THE JOINT ARCTIC WEATHER STATIONS
An agreement between Canada and the USA was reached in February 1947 to establish five Arctic Weather Stations staffed by Canadian and American personnel. The representative institutions were the Meteorological Service of Canada and the United States Weather Bureau.
The basic program was upper air observations supplemented by surface observations and other scientific observations such as solar radiation and ice depth. Raw data was sent to the Canadian Meteorological Centre in Montreal.
In 1947, the first two stations were opened at Eureka and Resolute Bay, followed by Isachsen and Mould Bay in 1948 and finally Alert in 1950. Resolute Bay became the central station with the other four stations being satellites. Each of the satellites was staffed by eight people: four Canadians and four Americans. The normal sojourn at the stations was for a period of at least one year with many extending for two years and more. The highly successful joint program continued from 1947 to the early 1970s at which time the program was taken over by the Canadian Government and re-named High Arctic Weather Stations.

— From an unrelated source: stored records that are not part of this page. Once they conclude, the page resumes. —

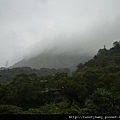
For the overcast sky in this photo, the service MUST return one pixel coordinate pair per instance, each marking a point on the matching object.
(29, 27)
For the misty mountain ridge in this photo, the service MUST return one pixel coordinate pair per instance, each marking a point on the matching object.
(53, 59)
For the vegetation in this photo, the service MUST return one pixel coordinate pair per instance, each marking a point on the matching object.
(93, 88)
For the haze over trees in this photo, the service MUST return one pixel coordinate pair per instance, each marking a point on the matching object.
(92, 88)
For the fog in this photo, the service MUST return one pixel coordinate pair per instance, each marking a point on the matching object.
(31, 27)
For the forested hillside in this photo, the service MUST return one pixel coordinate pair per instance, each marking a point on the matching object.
(7, 75)
(53, 60)
(93, 88)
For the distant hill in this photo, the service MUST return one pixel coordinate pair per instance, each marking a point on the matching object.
(104, 58)
(49, 60)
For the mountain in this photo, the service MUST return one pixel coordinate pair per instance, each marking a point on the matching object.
(104, 58)
(53, 60)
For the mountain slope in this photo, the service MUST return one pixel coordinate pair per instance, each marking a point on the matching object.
(49, 60)
(104, 58)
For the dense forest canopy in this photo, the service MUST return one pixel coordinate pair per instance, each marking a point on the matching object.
(93, 88)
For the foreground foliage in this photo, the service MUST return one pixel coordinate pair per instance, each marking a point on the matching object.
(93, 88)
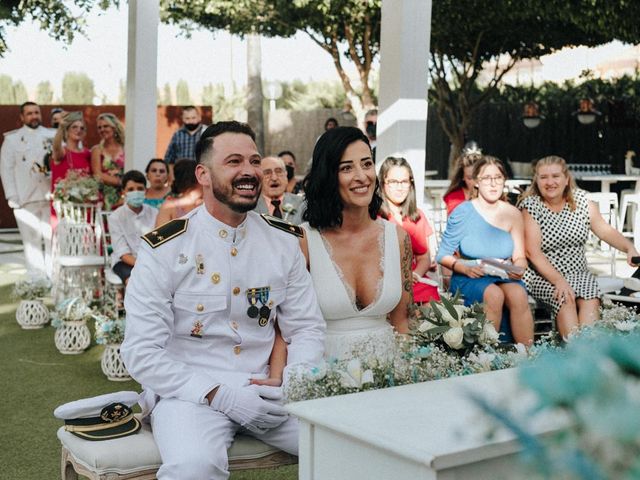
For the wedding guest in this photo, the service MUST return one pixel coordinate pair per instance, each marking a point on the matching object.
(487, 227)
(107, 158)
(360, 264)
(68, 153)
(157, 176)
(558, 218)
(399, 207)
(293, 184)
(274, 200)
(128, 223)
(186, 192)
(462, 183)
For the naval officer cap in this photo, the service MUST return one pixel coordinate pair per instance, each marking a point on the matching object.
(101, 418)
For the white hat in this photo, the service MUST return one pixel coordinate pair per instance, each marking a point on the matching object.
(101, 418)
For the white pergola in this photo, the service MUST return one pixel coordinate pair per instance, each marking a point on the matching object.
(402, 118)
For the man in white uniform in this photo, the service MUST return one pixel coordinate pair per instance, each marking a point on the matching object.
(201, 305)
(26, 185)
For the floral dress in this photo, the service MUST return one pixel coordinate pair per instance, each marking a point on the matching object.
(563, 235)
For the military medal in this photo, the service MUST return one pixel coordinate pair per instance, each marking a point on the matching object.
(196, 330)
(259, 294)
(199, 264)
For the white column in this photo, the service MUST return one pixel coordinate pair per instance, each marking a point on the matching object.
(404, 56)
(142, 62)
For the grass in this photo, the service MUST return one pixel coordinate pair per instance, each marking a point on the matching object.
(35, 378)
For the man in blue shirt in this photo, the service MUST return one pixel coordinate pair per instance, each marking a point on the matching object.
(183, 142)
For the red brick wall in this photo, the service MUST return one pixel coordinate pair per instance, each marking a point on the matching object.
(168, 120)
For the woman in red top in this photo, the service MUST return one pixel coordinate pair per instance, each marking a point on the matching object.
(399, 207)
(68, 153)
(462, 183)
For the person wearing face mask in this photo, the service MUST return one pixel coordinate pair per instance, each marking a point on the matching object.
(26, 185)
(183, 142)
(128, 222)
(293, 184)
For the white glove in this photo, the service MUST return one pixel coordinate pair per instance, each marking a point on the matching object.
(247, 406)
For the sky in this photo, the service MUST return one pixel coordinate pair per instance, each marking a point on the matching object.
(202, 59)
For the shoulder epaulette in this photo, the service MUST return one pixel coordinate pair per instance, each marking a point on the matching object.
(166, 232)
(282, 225)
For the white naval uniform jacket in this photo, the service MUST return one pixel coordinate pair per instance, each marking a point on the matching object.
(170, 298)
(21, 150)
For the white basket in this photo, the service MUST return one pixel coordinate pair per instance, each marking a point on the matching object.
(72, 338)
(32, 314)
(112, 364)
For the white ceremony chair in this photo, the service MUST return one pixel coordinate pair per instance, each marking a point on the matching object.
(598, 252)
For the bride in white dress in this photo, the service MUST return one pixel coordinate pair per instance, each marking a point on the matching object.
(360, 264)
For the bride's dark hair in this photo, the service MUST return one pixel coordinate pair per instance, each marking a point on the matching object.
(324, 205)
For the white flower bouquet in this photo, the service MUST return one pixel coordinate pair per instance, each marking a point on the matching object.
(108, 329)
(32, 289)
(457, 326)
(77, 187)
(70, 310)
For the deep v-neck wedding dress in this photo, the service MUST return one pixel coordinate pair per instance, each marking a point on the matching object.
(353, 332)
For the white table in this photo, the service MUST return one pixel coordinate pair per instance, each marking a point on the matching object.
(607, 180)
(416, 432)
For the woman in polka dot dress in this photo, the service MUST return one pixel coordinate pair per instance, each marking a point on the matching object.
(558, 217)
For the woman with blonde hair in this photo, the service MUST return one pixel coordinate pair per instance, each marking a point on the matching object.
(489, 228)
(462, 184)
(107, 158)
(558, 218)
(68, 153)
(398, 191)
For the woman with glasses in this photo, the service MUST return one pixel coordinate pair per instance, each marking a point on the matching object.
(107, 158)
(487, 227)
(360, 264)
(399, 207)
(558, 219)
(462, 183)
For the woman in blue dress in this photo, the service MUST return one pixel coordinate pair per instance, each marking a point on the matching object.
(487, 227)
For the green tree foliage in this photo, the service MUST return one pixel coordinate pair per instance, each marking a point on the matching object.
(343, 28)
(44, 93)
(62, 19)
(77, 88)
(224, 104)
(467, 34)
(20, 92)
(6, 91)
(183, 97)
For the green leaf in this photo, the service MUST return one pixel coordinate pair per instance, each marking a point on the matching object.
(449, 306)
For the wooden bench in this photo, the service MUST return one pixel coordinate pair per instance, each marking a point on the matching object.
(137, 457)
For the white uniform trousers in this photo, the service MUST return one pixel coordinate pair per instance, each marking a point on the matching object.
(33, 221)
(193, 439)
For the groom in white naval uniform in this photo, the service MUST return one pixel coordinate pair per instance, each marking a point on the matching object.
(26, 185)
(201, 305)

|Eureka, Ellesmere Island (80 degrees 13 N., 86 degrees 11W.), established in April 1947 by airlift from Thule, Greenland. Google Map|
|Resolute, Cornwallis Island (74 degrees 41N., 94 degrees 55W.), established in September 1947 by sea transport. Google Map|
|Isachsen, Ellef Ringnes Island (78 degrees 47N., 103 degrees 32W.), established in April 1948 by airlift from Resolute Google Map|
|Mould Bay, Prince Patrick Island (76 degrees 14 N., 119 degrees 50W.), established in April 1948 by airlift from Resolute Google Map|
|Alert, Ellesmere Island (82 degrees 29N., 62 degrees 15W.), established in April 1950 by airlift from Thule, Greenland Google Map|
In 2001 a group of retirees, Canadians and Americans, who served on the JAWS began to collect photographs and other
memorabilia about the stations. The group has put together a rough collection
of photographs, documents, bibliographies and stories capturing the history of the five stations. The collection is primarily based on the personal recollections of those who experienced life at these isolated stations - the furthest north stations in Canada.

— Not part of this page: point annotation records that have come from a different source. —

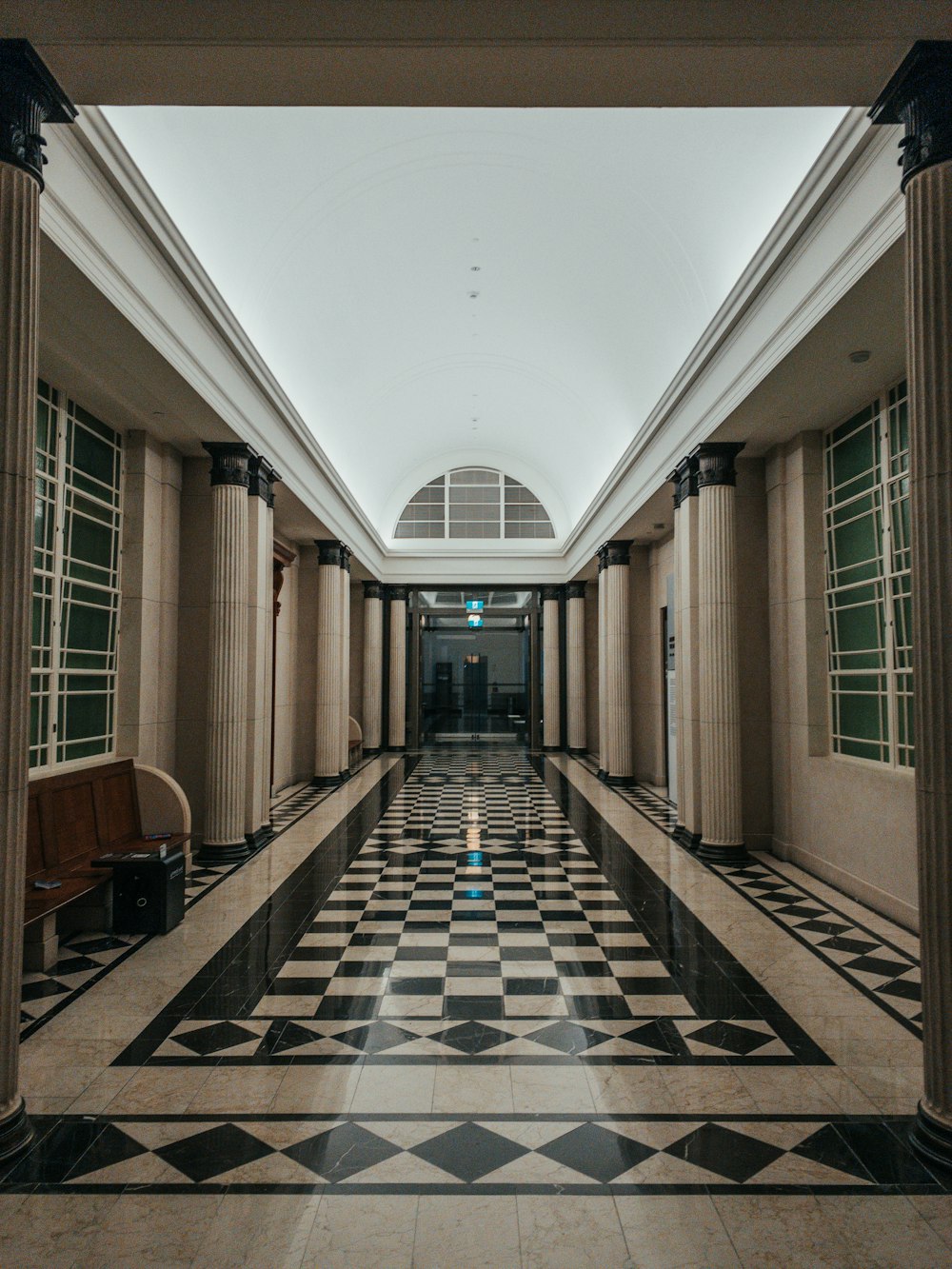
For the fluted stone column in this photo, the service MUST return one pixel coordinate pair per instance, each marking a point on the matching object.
(329, 667)
(345, 666)
(920, 95)
(615, 663)
(261, 659)
(372, 665)
(687, 684)
(30, 96)
(575, 666)
(227, 746)
(551, 669)
(398, 667)
(722, 816)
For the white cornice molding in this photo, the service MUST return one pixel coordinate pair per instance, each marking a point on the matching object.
(102, 213)
(844, 216)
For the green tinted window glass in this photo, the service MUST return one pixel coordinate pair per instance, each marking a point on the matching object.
(868, 583)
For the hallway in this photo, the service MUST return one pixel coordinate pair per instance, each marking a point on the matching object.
(476, 1008)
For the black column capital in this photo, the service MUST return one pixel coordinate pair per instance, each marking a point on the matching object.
(30, 96)
(231, 462)
(262, 479)
(715, 461)
(920, 96)
(333, 551)
(684, 480)
(613, 552)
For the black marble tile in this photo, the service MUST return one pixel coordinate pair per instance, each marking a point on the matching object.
(470, 1151)
(724, 1151)
(342, 1153)
(208, 1154)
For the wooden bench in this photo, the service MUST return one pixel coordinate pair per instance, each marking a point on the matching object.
(74, 819)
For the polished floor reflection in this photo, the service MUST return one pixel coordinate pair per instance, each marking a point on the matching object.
(478, 1009)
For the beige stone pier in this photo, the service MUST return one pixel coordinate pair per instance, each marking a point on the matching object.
(920, 95)
(723, 830)
(575, 666)
(615, 758)
(687, 685)
(372, 665)
(30, 96)
(329, 654)
(227, 753)
(396, 723)
(551, 669)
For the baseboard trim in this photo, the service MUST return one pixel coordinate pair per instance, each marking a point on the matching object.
(848, 883)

In 2007 the Archives program of Culture, Language, Elders and Youth, Government of Nunavut acquired the Joint Arctic Weather Stations
(JAWS) Collection and efforts are underway to expand and organize
the Collection. Much of the collection is in electronic form. Traditional archival collections exist in several institutions in Canada and the United States and there is an interest in linking between the collections. The Collection is a unique record of the weather stations and is expected to be of interest to
researchers, family members and the public.
Library Services at Athabasca University is pleased to provide images from the Collection through its digitization portal. Images can
be browsed by title, keyword, and media type. The collection also
includes biographical records and reports and other documents will be added over time.